Walmart’s big push into groceries is not good for small farmers
When you think of Walmart, you probably think of cheap Chinese products and labor. But about two-thirds of the money Walmart spends to stock up its U.S. stores now goes for domestic products. That’s because, over the last decade, Walmart has moved aggressively into the grocery sector, and most of our food items are grown and produced here in the U.S. Ten years ago, groceries made up less than 25 percent of the retail giant’s sales; they now make up 55 percent. From CNN:
Experts say that this shift was no accident. The nation’s largest retailer adapted to fit the needs of its cash-strapped customers in the midst of a slow economic recovery. Shoppers today are more concerned with buying basics like milk and bread than electronics and apparel, many of which are foreign-made, and the retailer is shifting focus to keep up.
“Consumers have been shopping more for ‘needs’ than for ‘wants,’ and that’s why groceries are still the number one thing in their budgets,” said Craig Johnson, president of independent consulting firm Customer Growth Partners. “In return, Wal-Mart has become a needs-oriented store.”
Walmart’s crushing the competition, with higher sales than Kroger, Safeway, and SuperValu grocery chains combined. Its house “Great Value” brand boasts the biggest sales of any food brand in the U.S. To assert its dominance in the grocery sector, Walmart “leverages its scale” so its suppliers can pay lower prices to farmers, as investing site Trefis reports — which is bad news for small farmers across the country. Sure, god made a farmer, but god also made an American profit motive. From NPR’s The Salt blog:
Wal-Mart claims its emphasis on local has saved customers over $1 billion while helping farmers.
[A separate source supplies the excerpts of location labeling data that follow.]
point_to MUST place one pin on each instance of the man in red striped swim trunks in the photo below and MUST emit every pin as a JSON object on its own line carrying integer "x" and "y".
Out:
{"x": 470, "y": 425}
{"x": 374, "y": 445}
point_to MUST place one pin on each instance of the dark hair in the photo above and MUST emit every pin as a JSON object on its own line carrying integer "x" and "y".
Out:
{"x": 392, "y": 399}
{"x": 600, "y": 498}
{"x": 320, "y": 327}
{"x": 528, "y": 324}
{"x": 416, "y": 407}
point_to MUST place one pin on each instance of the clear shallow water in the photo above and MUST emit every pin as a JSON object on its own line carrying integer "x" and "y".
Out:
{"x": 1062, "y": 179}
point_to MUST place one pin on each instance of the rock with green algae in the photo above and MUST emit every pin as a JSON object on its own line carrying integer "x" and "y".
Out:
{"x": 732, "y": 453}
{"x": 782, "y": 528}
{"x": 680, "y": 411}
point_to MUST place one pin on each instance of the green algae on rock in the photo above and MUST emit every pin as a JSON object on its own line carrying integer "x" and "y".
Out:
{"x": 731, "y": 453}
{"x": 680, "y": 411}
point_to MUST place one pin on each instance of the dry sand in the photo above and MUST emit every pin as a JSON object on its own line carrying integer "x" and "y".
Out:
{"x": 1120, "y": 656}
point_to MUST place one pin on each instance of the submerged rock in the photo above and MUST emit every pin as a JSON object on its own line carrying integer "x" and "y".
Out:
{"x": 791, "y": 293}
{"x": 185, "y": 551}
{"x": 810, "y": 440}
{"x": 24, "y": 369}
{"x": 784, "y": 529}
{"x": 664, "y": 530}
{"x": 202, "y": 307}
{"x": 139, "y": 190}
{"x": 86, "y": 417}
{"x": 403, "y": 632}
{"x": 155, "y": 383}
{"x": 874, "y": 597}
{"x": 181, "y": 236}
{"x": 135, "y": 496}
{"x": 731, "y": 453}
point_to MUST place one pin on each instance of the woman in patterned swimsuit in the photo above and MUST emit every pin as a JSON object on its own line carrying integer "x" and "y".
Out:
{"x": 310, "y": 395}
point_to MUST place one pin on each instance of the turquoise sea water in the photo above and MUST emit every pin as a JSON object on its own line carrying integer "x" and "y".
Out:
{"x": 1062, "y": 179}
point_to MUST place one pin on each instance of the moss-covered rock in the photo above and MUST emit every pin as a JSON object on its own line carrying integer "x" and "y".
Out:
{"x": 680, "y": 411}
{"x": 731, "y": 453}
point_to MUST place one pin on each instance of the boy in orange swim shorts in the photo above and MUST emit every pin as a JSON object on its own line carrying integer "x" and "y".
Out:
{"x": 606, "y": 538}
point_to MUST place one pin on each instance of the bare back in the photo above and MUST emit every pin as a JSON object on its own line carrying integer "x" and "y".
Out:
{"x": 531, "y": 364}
But Wyatt Fraas, of the Center for Rural Affairs in Lyon, Neb., would like to see those benefits and cost savings broken down.
“Unfortunately, there’s so little definition and transparency about how that happens that we don’t really know if that happens or how that happens,” he said.
Of the eight farms highlighted on Wal-Mart’s locally grown web site, five are very large farms by the U.S. Department of Agriculture’s definition, with annual sales in the millions of dollars.
Walmart’s claim that it supports small-scale farmers just doesn’t add up. One of the retail behemoth’s suppliers says that all farms, big or small, “have to modify their operations” if they want to succeed in this new age of Walmart groceries.
But LaDonna Redmond, a senior policy associate with the Institute of Agriculture and Trade Policy in Minneapolis, says it’s a slippery slope.
“That’s the question: Will it actually benefit [farmers], or will the situation turn out to be one where the benefit really is transferred to Wal-Mart?” Redmond says.
Oh come on, NPR, you don’t need to he-said she-said on this one. We know who benefits: Walmart sold $244 billion of groceries last year.
Finally, there’s this greasy little nugget: While Walmart is claiming a new allegiance to local foods and sustainability, it’s also adding more fast-food franchises to its stores. Take that, small farmers.